Uma fruta de apelo universal estava entre as mais cobiçadas pelos pequenos corsários de água doce da Beira Rio: A banana.
A fruta, oriunda do sudeste asiático e que árabes, portugueses e espanhóis ajudaram a espalhar pelo mundo, dava com alguma abundância ao longo das margens do rio, compondo partes da mata ciliar. O problema era que ela crescia nos fundos das casas e barracos que margeavam o Alcântara – ou seja, possuíam “dono”. Dura palavra!

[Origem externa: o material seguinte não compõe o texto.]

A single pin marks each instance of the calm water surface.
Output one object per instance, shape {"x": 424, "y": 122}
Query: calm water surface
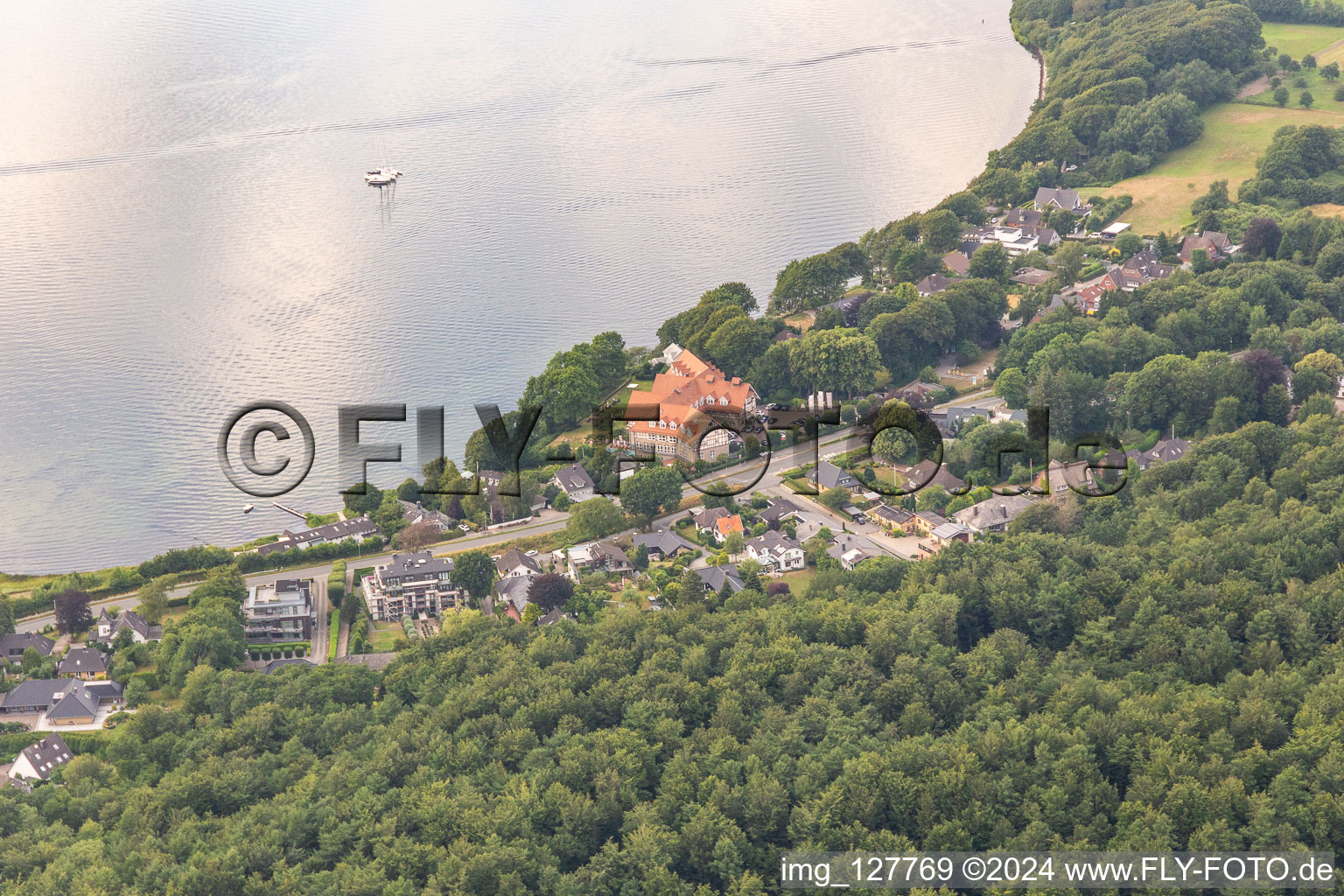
{"x": 186, "y": 228}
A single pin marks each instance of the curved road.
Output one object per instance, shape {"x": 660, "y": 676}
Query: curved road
{"x": 788, "y": 458}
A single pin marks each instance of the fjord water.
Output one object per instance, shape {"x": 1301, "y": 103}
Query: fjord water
{"x": 186, "y": 228}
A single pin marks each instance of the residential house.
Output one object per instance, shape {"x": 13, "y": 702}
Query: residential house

E agora, como roubar uma fruta que era de difícil e o pior, barulhenta colheita? Sim, pois além das pencas estarem situadas a considerável altura, se conseguíssemos cortar todo o cacho – subindo numa árvore paralela à bananeira ou mesmo utilizando uma providencial escada – não tínhamos, crianças que éramos, força nos braços para segurar ou aparar aquela imensidão de bananas. E se cortássemos o cacho, ou mesmo a bananeira inteira, e deixássemos a carga simplesmente desabar no chão, o barulho da queda daqueles reservatórios de potássio
sempre despertava os donos.
Desgraça pouca, reza o clichê, é sempre bobagem. Tínhamos alguns agravantes. A casa cujos fundos eram mais ricos em bananas – um verdadeiro bananal – certa altura foi ocupada por moradores novos, desconhecidos. Um casal sem filhos. O valete, viemos a saber depois, era marinheiro.

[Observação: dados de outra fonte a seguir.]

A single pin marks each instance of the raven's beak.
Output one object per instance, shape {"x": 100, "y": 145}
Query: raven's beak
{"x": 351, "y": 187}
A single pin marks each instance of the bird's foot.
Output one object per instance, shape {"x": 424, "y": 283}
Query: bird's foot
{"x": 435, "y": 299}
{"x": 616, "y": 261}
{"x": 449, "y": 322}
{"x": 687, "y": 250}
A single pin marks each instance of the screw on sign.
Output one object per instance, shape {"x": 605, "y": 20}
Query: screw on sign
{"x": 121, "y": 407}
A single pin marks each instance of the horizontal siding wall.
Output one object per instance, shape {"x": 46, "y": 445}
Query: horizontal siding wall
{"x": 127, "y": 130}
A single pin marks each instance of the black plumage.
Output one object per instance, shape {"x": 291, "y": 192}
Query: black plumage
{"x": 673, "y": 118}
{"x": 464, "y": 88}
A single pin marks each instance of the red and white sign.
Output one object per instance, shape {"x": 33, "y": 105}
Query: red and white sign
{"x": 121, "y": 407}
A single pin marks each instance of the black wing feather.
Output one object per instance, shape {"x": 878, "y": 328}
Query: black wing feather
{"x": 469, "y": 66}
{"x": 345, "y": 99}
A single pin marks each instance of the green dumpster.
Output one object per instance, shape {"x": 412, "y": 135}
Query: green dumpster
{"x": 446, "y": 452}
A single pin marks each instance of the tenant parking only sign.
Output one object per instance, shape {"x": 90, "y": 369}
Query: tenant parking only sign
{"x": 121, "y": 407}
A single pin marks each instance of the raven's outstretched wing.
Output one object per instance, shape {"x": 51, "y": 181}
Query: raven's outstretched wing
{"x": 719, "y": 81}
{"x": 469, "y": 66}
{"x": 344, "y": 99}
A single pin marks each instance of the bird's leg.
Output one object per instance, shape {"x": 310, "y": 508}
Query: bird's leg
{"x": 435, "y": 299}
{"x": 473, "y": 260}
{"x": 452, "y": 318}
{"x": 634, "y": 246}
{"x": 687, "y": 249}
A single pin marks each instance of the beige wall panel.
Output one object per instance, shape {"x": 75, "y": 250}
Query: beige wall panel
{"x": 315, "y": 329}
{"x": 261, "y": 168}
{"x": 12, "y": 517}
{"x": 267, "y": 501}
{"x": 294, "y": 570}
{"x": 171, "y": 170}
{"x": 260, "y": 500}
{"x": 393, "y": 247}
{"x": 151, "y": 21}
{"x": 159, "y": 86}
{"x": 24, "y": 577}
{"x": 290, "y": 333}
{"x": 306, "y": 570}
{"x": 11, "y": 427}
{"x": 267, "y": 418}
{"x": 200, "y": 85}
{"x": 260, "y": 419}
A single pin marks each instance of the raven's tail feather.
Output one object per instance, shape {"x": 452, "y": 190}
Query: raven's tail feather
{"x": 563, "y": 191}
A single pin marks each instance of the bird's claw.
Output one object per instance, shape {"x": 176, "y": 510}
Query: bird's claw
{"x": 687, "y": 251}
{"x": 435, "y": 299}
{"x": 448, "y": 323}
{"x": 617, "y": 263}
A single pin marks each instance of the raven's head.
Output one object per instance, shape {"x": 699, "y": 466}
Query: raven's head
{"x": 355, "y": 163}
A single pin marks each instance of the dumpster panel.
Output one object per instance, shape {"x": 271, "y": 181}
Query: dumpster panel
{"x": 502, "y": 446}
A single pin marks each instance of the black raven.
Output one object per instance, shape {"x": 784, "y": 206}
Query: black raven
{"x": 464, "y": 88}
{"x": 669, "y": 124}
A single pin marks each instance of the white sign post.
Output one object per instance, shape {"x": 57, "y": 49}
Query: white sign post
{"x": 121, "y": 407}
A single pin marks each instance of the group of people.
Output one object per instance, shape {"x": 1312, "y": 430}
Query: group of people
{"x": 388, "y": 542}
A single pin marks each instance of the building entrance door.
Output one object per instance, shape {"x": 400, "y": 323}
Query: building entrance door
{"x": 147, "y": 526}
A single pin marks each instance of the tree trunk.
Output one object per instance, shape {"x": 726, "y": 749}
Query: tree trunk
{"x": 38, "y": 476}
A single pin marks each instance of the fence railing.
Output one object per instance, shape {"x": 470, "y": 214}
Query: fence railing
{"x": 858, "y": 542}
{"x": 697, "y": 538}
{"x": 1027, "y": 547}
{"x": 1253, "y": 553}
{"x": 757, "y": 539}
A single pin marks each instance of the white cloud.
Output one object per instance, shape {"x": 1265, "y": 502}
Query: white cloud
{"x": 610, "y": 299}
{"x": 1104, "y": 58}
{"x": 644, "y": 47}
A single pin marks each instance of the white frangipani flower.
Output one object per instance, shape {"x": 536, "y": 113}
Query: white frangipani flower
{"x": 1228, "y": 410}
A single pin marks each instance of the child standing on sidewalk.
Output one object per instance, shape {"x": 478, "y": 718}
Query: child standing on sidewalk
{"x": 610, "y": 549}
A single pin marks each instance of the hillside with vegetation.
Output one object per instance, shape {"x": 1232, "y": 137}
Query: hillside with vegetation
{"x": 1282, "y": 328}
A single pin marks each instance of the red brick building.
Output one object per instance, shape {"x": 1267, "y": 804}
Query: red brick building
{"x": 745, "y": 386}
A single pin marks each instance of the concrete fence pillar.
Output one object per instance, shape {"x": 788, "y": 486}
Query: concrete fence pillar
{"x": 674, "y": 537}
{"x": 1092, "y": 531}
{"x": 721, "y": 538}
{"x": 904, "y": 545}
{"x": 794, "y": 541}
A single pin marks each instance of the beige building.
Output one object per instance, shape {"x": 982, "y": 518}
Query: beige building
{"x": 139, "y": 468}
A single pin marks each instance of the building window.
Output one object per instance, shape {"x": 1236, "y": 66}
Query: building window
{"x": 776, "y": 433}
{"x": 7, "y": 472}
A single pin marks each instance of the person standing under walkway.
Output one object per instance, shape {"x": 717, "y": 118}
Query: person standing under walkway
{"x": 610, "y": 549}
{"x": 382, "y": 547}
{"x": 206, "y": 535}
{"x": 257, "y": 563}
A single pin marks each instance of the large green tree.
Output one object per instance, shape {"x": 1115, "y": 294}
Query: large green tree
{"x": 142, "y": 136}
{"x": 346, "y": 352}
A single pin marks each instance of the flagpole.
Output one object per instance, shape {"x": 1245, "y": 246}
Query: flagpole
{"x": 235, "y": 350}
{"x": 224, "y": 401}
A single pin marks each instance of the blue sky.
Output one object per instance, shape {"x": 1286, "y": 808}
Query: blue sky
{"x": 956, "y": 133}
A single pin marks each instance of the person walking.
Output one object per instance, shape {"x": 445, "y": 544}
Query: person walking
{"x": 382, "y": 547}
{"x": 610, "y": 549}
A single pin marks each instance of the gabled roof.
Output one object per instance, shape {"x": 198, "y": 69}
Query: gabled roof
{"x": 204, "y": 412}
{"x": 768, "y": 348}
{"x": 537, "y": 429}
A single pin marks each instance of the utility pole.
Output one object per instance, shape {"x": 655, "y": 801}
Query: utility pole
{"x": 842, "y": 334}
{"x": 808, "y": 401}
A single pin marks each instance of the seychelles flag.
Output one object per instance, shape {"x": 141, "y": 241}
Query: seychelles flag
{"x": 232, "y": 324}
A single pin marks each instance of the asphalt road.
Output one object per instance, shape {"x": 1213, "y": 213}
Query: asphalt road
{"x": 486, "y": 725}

A descoberta de que a casa mudara de dono deu-se da maneira mais desagradável possível: Ao lado desta casa, dentre ela e outra, ficava um beco, um beco apartadíssimo, claustrofóbico até, e que só permitia mesmo a passagem de crianças. Aquela era nossa rota usual e mais confortável para acessarmos “a beira do rio” de fato, de onde seguíamos pelos fundos das casas catando ferro velho ou vadiando à esmo.
Acontece que ninguém avisara ao marujo de que aquilo era caminho comunitário. O resultado? Por duas vezes, ao tranquilamente passar por ali, fazendo despreocupado barulho nas muitas folhas caídas do bananal – veja, nem íamos roubar bananas, que demoravam para ficar prontas – fomos recepcionados a tiros, tiros de espingarda de chumbinho. Malditas espingardas, onipresentes nos anos oitenta!

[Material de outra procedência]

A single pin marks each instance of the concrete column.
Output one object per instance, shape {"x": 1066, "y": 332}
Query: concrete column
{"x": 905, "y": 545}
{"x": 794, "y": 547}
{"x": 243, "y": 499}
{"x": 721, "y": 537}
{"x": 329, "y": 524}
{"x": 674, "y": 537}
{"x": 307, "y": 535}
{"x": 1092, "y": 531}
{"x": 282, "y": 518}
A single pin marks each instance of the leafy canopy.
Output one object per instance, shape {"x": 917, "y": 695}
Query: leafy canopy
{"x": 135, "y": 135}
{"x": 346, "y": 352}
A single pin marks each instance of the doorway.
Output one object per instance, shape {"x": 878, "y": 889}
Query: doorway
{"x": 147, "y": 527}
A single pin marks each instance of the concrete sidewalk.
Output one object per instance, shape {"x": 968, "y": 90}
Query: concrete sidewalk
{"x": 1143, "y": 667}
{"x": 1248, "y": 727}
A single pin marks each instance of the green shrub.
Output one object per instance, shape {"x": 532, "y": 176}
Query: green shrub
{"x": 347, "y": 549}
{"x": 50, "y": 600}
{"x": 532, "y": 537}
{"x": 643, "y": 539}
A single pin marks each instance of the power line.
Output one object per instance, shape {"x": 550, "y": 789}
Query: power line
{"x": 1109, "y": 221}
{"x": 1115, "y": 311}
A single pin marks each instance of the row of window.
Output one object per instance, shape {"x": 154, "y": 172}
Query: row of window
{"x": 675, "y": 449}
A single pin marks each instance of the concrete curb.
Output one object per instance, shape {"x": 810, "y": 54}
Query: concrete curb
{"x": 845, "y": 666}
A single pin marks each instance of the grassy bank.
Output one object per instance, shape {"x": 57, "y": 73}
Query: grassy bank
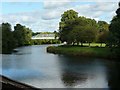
{"x": 98, "y": 52}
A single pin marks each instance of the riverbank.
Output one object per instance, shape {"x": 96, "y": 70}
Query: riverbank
{"x": 12, "y": 84}
{"x": 97, "y": 52}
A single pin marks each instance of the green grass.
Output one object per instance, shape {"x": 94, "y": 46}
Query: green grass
{"x": 95, "y": 44}
{"x": 99, "y": 52}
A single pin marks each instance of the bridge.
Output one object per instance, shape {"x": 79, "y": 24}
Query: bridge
{"x": 44, "y": 36}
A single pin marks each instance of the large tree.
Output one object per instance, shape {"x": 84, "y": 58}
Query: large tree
{"x": 65, "y": 26}
{"x": 114, "y": 39}
{"x": 7, "y": 38}
{"x": 115, "y": 28}
{"x": 103, "y": 32}
{"x": 22, "y": 35}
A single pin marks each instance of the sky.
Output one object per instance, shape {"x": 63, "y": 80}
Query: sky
{"x": 45, "y": 15}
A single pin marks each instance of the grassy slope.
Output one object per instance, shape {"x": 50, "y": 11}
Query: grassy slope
{"x": 82, "y": 51}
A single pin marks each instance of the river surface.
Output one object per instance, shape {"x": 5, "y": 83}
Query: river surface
{"x": 34, "y": 66}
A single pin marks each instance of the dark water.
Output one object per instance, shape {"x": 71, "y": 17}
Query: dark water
{"x": 34, "y": 66}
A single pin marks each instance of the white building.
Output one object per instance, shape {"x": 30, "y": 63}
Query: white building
{"x": 44, "y": 36}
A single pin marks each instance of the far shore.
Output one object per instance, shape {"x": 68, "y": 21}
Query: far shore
{"x": 95, "y": 52}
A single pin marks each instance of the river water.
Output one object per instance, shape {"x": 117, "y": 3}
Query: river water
{"x": 34, "y": 66}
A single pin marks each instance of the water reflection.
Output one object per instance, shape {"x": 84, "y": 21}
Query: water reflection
{"x": 72, "y": 79}
{"x": 114, "y": 76}
{"x": 83, "y": 72}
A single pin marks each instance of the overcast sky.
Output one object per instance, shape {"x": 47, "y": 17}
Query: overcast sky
{"x": 45, "y": 15}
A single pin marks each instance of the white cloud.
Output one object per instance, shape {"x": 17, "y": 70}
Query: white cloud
{"x": 52, "y": 4}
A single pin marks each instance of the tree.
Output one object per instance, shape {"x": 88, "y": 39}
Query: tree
{"x": 7, "y": 38}
{"x": 65, "y": 26}
{"x": 115, "y": 28}
{"x": 103, "y": 32}
{"x": 22, "y": 35}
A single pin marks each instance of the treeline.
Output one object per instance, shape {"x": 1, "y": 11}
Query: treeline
{"x": 45, "y": 41}
{"x": 21, "y": 36}
{"x": 75, "y": 29}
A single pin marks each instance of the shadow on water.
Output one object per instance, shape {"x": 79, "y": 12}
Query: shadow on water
{"x": 76, "y": 71}
{"x": 114, "y": 76}
{"x": 79, "y": 71}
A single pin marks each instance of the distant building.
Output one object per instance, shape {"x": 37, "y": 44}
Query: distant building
{"x": 44, "y": 36}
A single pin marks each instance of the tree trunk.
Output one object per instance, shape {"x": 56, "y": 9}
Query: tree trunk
{"x": 101, "y": 45}
{"x": 89, "y": 44}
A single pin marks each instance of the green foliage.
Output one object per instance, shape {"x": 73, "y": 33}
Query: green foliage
{"x": 22, "y": 35}
{"x": 45, "y": 41}
{"x": 11, "y": 39}
{"x": 7, "y": 38}
{"x": 82, "y": 51}
{"x": 74, "y": 29}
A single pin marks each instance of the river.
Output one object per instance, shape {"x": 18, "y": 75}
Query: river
{"x": 34, "y": 66}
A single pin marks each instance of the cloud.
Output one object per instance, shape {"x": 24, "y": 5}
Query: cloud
{"x": 52, "y": 4}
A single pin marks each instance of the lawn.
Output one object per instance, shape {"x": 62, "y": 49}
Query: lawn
{"x": 99, "y": 52}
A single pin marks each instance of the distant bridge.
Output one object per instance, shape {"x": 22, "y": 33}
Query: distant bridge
{"x": 44, "y": 36}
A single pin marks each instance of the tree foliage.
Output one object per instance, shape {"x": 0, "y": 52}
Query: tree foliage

Por sorte nunca fomos atingidos – ou o marujo-milico era ruim de tiro, ou atirava para errar, buscando assustar a molecada.
Aquilo era um agravante. Doravante tínhamos que usar de toda a nossa felinidade, todo o nosso ninjitsu (aprendido nos filmes da franquia American Ninja que lotavam a Seção da Tarde) para passar por ali com o máximo de silêncio possível.
Se passar já era ruim, imagine agora para roubar as bananas! Mas você já ouviu aquele outro clichê ou ditado popular que afirma que “a necessidade faz o sapo pular”? Éramos os piratas titulares daquele rio, não seria um anônimo marujo de água salgada, caído de paraquedas em nossa favelinha, quem iria nos impedir.
Sabe-se lá quem foi o autor da façanha, o portador da chama de tirocínio roubada dos deuses da rapina, mas uma solução foi encontrada.
A ideia primava pela simplicidade, que é sempre a marca, selo das ideias revolucionárias: Munidos de um facão, entrávamos silenciosamente naquele bananal e, sempre à moda dos ninjas ou dos samurais, peritos maiores no manejo da espada, desferíamos um fulminante golpe contra o tronco da bananeira. Aqui estava a sabedoria: O golpe deveria abarcar menos da METADE do tronco, de preferência apenas um terço de sua circunferência.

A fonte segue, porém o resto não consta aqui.